Tuesday, February 19, 2008

For better and for worse: Fidel Castro's African adventures

The bets are off. Castro is gone; from power at least.

You could say that Fidel Castro’s rule says something about his panache for beating the odds, but he did something even some of his most fervent enemies – and hundreds of espionage novelists around the world – thought he would never do: Announce his own retirement before going to the grave.

"To my dear compatriots, who gave me the immense honor in recent days of electing me a member of parliament ... I communicate to you that I will not aspire to or accept -- I repeat not aspire to or accept -- the positions of President of Council of State and Commander in Chief," Castro said in the statement published on the Web site of the Communist Party's Granma newspaper, reported in Reuters.

For better or worse, everyone has been a little moved by Fidel Castro. As a journalist, I find nothing admirable with his often despotic rule. As a one-time resident of a post-communist state, however, I feel that I well understand some of the true benefits of the system he promoted and attempted to export around the globe. (I also understand the foolhardy and megalomaniacal nature of trying to keep alive something like communism in 2008.)

As an American, though, I cannot help but share a sense of awe of what he did to and for his small island nation just miles off the coast of Florida, USA.

As a blogger concentrating on Africa, I’ve tried to dig up some of Cuba’s many incursions on the continent. Probably like Castro’s rule at home, Cuba’s experience in Africa has examples of the very good and very bad.

First, of course, there are the doctors. Cuban doctors and health professionals were first sent to Algeria in 1963. By 2004, according to Inter Press Service, Cuba’s international medical program had grown to 20 African nations and seven countries in Latin America and two in Asia. The Cuban government set up medical schools in Equatorial Guinea and Gambia. Cuban professors also teach at universities in Ethiopia, Uganda and South Africa.

These health professionals often lived and worked in rural settings, helping bring tropical diseases under control, and eventually working on the fight against tuberculosis and HIV/AIDS.

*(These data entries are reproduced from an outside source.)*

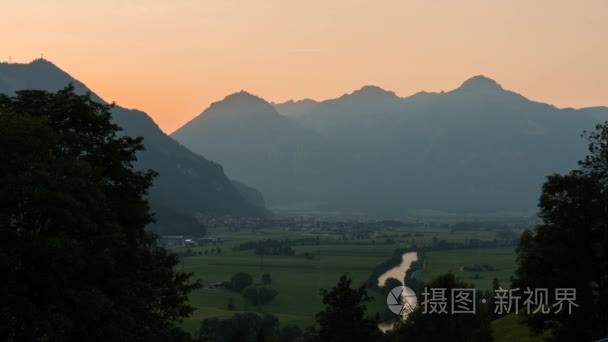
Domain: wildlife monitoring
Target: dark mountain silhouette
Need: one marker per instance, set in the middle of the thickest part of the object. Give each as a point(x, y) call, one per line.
point(188, 183)
point(478, 149)
point(255, 144)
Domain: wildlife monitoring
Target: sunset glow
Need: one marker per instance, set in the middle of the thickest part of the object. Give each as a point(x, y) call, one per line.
point(173, 58)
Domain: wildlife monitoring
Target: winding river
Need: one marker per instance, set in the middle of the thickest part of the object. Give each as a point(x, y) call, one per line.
point(397, 272)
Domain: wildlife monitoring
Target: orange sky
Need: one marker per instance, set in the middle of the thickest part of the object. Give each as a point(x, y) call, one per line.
point(172, 58)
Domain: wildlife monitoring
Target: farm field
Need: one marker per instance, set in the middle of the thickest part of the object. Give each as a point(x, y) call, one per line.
point(501, 258)
point(298, 278)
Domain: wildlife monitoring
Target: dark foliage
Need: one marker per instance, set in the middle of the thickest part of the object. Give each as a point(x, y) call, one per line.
point(75, 259)
point(570, 248)
point(344, 317)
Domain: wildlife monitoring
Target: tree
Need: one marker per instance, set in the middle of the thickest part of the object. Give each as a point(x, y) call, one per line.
point(445, 327)
point(266, 279)
point(240, 281)
point(569, 249)
point(75, 259)
point(343, 318)
point(242, 327)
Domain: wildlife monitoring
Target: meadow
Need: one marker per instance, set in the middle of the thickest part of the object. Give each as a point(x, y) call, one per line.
point(298, 278)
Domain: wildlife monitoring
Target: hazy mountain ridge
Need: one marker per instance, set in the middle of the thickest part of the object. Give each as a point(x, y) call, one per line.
point(476, 149)
point(260, 147)
point(188, 183)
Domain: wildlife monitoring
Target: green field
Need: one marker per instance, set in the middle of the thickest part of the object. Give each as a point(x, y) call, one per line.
point(298, 279)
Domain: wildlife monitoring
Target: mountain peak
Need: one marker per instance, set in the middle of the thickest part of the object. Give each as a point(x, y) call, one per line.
point(244, 98)
point(240, 102)
point(372, 90)
point(480, 82)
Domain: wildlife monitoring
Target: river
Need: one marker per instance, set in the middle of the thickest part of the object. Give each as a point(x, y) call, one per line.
point(397, 272)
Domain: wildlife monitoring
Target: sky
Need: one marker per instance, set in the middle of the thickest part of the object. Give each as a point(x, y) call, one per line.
point(172, 59)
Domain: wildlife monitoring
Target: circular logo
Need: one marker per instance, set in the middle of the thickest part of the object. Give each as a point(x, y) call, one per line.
point(401, 300)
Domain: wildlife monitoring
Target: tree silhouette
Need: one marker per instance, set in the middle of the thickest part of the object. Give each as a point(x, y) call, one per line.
point(76, 261)
point(569, 249)
point(343, 318)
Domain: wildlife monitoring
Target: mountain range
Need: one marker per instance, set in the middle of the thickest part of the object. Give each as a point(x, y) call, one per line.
point(475, 150)
point(188, 184)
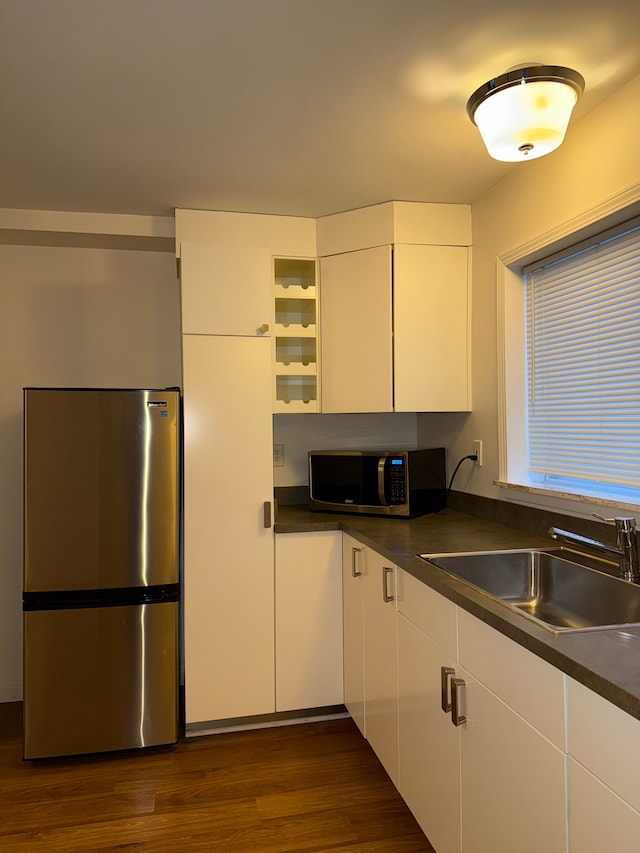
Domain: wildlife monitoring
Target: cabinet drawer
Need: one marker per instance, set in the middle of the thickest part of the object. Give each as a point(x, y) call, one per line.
point(605, 740)
point(429, 611)
point(530, 686)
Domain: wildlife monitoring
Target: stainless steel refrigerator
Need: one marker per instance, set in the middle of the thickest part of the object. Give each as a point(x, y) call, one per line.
point(101, 596)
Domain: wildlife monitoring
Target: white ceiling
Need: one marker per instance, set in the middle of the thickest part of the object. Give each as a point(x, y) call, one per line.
point(302, 107)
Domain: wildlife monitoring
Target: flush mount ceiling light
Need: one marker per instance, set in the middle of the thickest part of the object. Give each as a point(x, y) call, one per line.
point(524, 113)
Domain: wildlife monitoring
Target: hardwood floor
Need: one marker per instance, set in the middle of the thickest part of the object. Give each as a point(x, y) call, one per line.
point(311, 787)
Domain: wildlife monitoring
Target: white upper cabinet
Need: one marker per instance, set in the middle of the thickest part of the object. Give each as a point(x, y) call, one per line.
point(226, 290)
point(431, 305)
point(356, 329)
point(395, 309)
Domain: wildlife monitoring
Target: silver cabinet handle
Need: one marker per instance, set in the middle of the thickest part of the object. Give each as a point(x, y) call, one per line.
point(355, 572)
point(457, 718)
point(445, 674)
point(386, 571)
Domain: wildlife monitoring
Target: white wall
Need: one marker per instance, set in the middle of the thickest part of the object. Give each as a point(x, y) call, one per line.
point(597, 163)
point(71, 317)
point(301, 433)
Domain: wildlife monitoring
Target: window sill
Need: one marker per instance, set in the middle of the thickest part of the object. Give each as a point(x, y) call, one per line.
point(571, 496)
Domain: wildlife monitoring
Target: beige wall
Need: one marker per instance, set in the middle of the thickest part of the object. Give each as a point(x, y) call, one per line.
point(71, 317)
point(598, 163)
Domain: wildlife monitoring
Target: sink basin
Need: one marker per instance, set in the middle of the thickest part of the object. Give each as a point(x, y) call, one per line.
point(548, 586)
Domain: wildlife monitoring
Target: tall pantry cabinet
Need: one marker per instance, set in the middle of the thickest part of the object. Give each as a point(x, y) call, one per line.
point(226, 272)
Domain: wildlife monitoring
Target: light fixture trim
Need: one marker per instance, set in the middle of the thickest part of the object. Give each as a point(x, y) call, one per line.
point(528, 74)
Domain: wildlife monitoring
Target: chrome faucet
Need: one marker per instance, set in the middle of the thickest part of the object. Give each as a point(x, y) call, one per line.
point(625, 550)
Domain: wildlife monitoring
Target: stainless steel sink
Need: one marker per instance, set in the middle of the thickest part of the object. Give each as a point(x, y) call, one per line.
point(552, 587)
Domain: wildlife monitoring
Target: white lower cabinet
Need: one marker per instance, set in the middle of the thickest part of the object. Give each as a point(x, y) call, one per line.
point(308, 620)
point(353, 556)
point(495, 781)
point(604, 774)
point(370, 655)
point(429, 745)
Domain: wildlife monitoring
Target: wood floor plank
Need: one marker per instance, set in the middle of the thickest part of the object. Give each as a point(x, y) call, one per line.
point(309, 788)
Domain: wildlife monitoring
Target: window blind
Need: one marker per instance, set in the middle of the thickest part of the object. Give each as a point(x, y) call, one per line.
point(583, 358)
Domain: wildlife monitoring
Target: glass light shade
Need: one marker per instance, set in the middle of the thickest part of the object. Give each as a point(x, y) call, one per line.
point(524, 114)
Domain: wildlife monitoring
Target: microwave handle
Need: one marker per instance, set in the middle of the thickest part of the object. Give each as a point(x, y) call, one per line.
point(381, 490)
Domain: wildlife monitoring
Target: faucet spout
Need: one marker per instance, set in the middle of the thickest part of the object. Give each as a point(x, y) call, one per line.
point(625, 549)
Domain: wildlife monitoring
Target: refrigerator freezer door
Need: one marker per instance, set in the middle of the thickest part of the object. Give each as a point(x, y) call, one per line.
point(101, 488)
point(100, 679)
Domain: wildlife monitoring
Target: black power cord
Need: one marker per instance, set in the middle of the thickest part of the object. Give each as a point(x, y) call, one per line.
point(472, 456)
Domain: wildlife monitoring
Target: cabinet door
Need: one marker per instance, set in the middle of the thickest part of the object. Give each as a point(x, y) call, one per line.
point(512, 745)
point(599, 819)
point(228, 552)
point(308, 620)
point(429, 743)
point(513, 779)
point(431, 328)
point(380, 662)
point(604, 774)
point(353, 575)
point(355, 331)
point(225, 290)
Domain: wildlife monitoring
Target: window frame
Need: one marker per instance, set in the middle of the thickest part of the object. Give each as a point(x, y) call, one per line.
point(513, 473)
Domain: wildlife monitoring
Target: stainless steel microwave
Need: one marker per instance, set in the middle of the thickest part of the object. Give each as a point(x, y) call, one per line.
point(403, 483)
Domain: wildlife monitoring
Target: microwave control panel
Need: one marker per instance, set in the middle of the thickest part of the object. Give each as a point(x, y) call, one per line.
point(397, 480)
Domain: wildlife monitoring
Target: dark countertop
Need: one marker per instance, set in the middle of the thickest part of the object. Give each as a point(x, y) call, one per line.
point(606, 661)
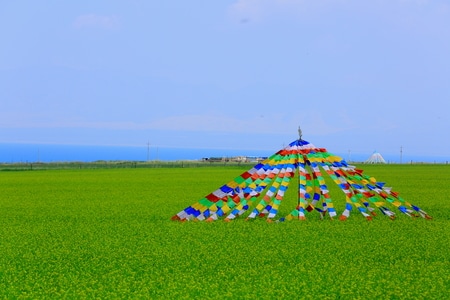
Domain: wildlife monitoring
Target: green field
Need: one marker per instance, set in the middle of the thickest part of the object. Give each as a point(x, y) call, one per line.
point(106, 233)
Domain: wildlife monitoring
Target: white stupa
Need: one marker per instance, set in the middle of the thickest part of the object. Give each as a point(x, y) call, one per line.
point(375, 158)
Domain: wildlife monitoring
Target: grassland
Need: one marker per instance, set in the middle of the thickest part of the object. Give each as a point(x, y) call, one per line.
point(106, 233)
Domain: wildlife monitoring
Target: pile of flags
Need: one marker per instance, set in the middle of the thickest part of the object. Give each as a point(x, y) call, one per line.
point(259, 191)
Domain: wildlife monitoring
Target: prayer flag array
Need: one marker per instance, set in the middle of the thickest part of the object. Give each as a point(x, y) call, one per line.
point(259, 191)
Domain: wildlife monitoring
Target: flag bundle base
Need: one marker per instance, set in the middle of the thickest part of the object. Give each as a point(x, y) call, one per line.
point(258, 192)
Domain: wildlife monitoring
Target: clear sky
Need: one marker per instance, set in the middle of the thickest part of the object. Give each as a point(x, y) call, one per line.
point(357, 76)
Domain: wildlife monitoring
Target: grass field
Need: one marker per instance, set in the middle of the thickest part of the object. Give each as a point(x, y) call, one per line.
point(106, 233)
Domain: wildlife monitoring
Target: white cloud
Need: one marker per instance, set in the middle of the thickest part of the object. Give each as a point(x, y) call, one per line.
point(96, 21)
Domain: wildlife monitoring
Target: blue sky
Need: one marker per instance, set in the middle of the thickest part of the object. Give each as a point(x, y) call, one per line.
point(355, 75)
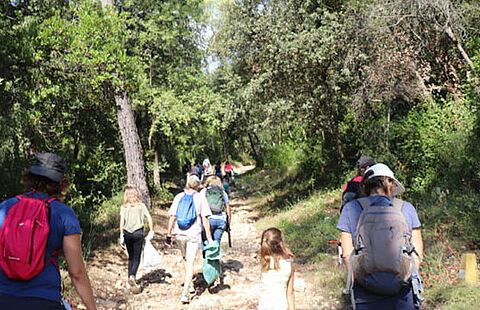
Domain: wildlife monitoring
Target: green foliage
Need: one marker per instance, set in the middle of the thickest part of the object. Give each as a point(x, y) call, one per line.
point(284, 158)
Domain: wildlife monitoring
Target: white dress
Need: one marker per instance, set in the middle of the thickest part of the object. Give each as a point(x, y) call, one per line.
point(273, 292)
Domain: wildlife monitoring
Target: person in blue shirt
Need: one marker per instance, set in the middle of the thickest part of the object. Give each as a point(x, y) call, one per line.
point(45, 178)
point(380, 186)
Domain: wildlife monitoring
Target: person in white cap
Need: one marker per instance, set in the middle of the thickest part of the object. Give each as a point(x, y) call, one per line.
point(387, 221)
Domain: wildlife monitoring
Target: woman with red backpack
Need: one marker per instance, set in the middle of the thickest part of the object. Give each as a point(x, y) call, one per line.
point(56, 226)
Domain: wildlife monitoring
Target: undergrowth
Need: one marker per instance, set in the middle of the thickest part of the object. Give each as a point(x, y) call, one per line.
point(308, 219)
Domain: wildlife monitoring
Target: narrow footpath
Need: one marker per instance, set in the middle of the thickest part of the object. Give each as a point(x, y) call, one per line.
point(161, 287)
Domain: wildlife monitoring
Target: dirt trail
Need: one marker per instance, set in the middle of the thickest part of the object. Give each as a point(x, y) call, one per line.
point(162, 286)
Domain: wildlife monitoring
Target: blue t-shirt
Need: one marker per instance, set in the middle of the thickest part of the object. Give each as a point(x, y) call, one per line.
point(352, 210)
point(47, 284)
point(348, 223)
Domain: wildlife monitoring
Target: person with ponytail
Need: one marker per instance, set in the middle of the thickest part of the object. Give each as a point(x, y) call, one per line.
point(277, 272)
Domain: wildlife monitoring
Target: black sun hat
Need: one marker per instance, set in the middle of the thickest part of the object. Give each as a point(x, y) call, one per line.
point(49, 165)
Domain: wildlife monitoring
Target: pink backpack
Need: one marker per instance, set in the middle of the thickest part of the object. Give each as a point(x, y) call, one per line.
point(23, 238)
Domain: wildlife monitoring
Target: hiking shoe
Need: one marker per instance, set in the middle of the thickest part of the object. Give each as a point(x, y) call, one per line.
point(131, 281)
point(135, 289)
point(185, 299)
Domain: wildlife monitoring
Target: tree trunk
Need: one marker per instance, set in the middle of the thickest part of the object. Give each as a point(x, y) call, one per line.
point(133, 148)
point(252, 145)
point(156, 170)
point(131, 141)
point(225, 145)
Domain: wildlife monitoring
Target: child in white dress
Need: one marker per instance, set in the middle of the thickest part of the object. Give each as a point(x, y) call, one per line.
point(277, 272)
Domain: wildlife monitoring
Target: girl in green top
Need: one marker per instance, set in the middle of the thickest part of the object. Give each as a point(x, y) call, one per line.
point(132, 214)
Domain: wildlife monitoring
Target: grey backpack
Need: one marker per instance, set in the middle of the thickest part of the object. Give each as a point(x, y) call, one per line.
point(382, 261)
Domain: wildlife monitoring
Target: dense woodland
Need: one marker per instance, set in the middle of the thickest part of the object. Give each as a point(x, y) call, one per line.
point(127, 90)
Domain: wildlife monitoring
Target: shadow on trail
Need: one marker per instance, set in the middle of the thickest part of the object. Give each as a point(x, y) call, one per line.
point(232, 265)
point(154, 276)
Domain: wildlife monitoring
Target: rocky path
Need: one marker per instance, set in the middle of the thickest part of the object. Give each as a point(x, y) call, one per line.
point(161, 287)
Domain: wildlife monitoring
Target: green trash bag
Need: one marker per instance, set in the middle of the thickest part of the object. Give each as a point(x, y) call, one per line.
point(211, 265)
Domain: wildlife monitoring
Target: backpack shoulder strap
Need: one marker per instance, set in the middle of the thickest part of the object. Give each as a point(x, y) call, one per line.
point(364, 202)
point(398, 204)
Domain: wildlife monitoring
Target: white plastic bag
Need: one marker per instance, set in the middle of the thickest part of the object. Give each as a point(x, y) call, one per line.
point(151, 257)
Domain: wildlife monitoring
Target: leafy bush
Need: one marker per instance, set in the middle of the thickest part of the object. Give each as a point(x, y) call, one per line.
point(285, 158)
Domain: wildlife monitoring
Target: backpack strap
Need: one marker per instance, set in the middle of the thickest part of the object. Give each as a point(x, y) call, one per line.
point(398, 204)
point(364, 202)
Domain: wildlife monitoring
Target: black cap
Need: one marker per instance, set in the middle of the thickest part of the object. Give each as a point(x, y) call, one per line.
point(49, 165)
point(365, 161)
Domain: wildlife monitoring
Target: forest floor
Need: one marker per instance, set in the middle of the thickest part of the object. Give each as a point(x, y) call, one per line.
point(161, 287)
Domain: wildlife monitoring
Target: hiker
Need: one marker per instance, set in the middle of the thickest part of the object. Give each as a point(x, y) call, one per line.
point(186, 167)
point(207, 169)
point(218, 169)
point(132, 215)
point(276, 292)
point(187, 212)
point(219, 205)
point(382, 274)
point(45, 185)
point(195, 170)
point(228, 169)
point(351, 190)
point(226, 185)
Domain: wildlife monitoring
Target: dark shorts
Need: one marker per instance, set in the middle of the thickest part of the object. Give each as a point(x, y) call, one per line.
point(10, 302)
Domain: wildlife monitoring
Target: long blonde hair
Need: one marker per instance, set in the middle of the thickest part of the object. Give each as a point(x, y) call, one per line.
point(214, 180)
point(273, 246)
point(131, 196)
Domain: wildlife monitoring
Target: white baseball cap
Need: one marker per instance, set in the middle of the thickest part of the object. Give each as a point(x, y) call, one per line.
point(382, 170)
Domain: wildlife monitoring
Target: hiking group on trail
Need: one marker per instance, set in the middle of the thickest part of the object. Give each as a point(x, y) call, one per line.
point(380, 236)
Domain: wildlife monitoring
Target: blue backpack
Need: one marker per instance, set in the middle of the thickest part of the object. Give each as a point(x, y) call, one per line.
point(186, 213)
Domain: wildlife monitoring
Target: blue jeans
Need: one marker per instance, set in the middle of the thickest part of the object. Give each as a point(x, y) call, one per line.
point(134, 242)
point(217, 227)
point(28, 303)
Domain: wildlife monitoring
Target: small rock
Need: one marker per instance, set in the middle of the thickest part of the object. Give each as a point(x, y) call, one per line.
point(299, 284)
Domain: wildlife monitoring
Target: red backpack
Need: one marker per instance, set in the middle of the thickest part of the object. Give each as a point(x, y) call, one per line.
point(23, 238)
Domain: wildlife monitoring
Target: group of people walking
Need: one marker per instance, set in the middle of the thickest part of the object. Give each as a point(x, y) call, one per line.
point(380, 237)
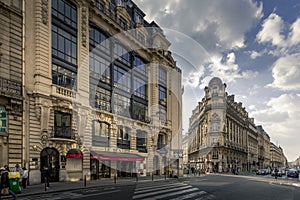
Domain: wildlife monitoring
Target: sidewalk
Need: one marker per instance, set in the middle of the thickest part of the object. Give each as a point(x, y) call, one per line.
point(271, 180)
point(69, 186)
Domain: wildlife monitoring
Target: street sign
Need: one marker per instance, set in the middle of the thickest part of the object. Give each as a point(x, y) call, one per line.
point(163, 151)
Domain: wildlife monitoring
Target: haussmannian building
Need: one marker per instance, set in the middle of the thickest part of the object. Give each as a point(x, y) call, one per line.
point(11, 83)
point(252, 146)
point(102, 92)
point(277, 159)
point(263, 148)
point(218, 131)
point(222, 138)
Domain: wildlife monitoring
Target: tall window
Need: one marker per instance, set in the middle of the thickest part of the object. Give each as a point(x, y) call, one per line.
point(122, 54)
point(63, 125)
point(139, 111)
point(100, 98)
point(122, 105)
point(123, 138)
point(140, 87)
point(64, 43)
point(101, 133)
point(98, 40)
point(122, 78)
point(161, 141)
point(3, 120)
point(99, 68)
point(215, 155)
point(141, 141)
point(139, 65)
point(162, 75)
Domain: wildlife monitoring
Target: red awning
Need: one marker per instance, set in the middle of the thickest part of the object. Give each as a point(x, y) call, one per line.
point(114, 156)
point(74, 153)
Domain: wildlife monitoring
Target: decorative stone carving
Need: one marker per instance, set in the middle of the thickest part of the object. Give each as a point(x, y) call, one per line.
point(45, 11)
point(84, 26)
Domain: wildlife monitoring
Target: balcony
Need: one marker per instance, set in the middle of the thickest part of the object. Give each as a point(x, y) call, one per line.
point(10, 88)
point(123, 144)
point(63, 92)
point(63, 134)
point(142, 148)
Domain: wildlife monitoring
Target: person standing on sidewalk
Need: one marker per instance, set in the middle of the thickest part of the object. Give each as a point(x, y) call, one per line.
point(46, 174)
point(4, 183)
point(24, 177)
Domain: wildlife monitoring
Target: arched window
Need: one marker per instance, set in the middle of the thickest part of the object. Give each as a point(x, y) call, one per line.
point(101, 133)
point(3, 120)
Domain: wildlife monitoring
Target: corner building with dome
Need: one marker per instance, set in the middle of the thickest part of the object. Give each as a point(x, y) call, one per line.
point(218, 132)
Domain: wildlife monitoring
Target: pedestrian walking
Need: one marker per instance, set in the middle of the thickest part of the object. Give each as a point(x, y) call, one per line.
point(4, 183)
point(20, 170)
point(24, 177)
point(276, 173)
point(46, 174)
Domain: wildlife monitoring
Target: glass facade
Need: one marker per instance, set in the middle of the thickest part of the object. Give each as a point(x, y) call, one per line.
point(64, 44)
point(63, 125)
point(118, 79)
point(3, 120)
point(101, 134)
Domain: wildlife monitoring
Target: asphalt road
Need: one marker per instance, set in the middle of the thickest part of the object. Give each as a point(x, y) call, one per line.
point(206, 187)
point(244, 188)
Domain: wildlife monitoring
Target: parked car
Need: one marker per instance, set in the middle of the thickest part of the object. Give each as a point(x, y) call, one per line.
point(282, 171)
point(278, 173)
point(293, 173)
point(261, 172)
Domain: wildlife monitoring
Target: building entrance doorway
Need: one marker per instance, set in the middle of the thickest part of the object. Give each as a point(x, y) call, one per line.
point(50, 160)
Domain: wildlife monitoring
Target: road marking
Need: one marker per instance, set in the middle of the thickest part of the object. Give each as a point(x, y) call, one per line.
point(208, 197)
point(171, 194)
point(95, 194)
point(190, 195)
point(161, 192)
point(143, 190)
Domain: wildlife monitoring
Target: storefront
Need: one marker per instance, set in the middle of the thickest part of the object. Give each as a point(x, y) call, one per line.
point(110, 164)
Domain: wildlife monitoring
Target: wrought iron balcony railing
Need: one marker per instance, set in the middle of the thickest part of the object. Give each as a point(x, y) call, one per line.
point(10, 88)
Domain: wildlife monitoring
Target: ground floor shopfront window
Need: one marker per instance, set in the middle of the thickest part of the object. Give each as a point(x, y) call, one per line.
point(100, 169)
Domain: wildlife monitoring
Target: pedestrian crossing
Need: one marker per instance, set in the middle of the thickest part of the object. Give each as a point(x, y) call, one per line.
point(169, 191)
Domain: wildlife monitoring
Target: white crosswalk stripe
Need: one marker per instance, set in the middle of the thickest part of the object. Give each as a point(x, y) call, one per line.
point(171, 191)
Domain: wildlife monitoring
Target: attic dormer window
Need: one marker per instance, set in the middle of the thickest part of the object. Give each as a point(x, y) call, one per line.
point(100, 6)
point(120, 3)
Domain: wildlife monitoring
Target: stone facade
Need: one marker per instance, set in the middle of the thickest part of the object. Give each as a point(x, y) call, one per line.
point(277, 159)
point(222, 137)
point(82, 120)
point(11, 85)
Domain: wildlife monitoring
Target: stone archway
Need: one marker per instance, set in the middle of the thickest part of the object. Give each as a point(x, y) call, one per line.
point(50, 159)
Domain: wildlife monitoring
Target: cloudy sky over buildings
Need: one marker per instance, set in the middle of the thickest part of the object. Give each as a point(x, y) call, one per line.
point(253, 46)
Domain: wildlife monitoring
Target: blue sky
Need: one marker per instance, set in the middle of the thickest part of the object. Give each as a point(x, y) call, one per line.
point(253, 46)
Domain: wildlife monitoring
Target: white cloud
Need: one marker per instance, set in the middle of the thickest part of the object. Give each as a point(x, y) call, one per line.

We cannot forget the military interventions, either. The Cuban military’s high point was most likely beating back the heavily armored South African Zulu column and CIA-backed guerillas in Angola, indefinitely prolonging an already nasty post-colonial civil war. A low point came most likely when Che Guevera tried to lure “jet-setting” Joseph Kabila to fight mercenaries head on in Zaire. Cuba also helped the Marxist government in Ethiopia repel a Somali invasion in 1977, sending relations with the U.S. over the edge right in the middle of a supposed thaw.

Some would say Castro’s African excursions eventually bled the country dry. At the height of the Cold War, the country had 65,000 soldiers (and civilian advisors) stationed in 17 different African countries. Others would say Cuba had it hard enough as one of the few truly Marxists-Leninist states in the world; the interventions were supposed to buy them friends.

History will be Castro’s final judge. But – for better and worse – he clearly made his mark on the world.